Don’t take a pessimistic approach to this. It’s more one of positive curiosity. Think of it as testing the solidness of a rope bridge across a river before you choose to go runnning across it.

Not expecting obstacles

Another really common mistake I see people making is somehow not expecting obstacles to pop up. This can lead them to mistaking a roadblock for the end of the road. “Crap! I guess thisn’t isn’t really doable after all.”

Reframe what obstacles mean. Rather than something that proves that what you’re trying to do isn’t possible, or that you don’t have what it takes, just look at them as a normal part of the landscape you’ll inevitably need to navigate.

Over-expecting obstacles

It’s also an all-too-common mistake for people to fill their path with phantom obstacles.
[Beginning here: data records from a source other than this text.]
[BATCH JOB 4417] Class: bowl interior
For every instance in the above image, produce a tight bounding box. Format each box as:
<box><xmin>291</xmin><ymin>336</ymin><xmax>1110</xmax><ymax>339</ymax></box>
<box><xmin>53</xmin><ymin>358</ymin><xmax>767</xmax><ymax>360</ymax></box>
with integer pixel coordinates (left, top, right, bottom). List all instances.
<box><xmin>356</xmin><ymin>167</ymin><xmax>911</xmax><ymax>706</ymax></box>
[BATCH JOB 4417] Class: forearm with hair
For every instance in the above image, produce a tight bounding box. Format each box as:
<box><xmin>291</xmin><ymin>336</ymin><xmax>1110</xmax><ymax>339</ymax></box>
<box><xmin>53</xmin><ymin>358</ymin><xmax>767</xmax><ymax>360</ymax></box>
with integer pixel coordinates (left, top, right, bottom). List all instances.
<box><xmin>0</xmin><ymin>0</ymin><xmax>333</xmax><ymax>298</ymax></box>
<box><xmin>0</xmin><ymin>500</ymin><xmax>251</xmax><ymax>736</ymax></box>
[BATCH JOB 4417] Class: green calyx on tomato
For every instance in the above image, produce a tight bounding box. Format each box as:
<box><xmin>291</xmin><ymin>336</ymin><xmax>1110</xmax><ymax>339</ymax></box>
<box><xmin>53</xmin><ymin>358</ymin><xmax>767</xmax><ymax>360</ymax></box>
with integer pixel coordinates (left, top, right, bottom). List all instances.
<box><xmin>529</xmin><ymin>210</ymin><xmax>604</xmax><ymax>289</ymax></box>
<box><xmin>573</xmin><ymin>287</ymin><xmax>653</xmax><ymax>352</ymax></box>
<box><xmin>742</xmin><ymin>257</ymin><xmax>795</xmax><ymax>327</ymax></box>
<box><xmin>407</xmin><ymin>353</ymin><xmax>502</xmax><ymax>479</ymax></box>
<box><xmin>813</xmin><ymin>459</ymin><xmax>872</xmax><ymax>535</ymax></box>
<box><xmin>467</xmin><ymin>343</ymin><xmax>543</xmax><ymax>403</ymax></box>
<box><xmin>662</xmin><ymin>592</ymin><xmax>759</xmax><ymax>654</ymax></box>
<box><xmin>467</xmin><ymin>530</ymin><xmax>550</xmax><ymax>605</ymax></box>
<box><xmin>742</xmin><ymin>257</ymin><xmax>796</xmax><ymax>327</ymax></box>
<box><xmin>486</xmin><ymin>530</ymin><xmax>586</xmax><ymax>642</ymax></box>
Awareness of the possibility of obstacles can be valuable, but continually assigning a solid sense of reality to obstacles you haven’t even encountered yet is a recipe for trouble.

As you move towards a new career, make it a habit to check in with yourself to see if any limiting imagined reality is slowing you down.

Not creating an inner foundation

OK, you know by now I’m going to weave this one in any chance I get. When people don’t have a solid inner foundation – when they don’t have a grounding practice to slow down the hamster wheel in their minds – it’s easier for doubt, worry, and fear to take over.

Developing some kind of grounding practice, whether it is meditation, Qi Gong, breathing practices, mindfulness, or something else, gives that poor overworked hamster a break and helps you come from a greater sense of peace.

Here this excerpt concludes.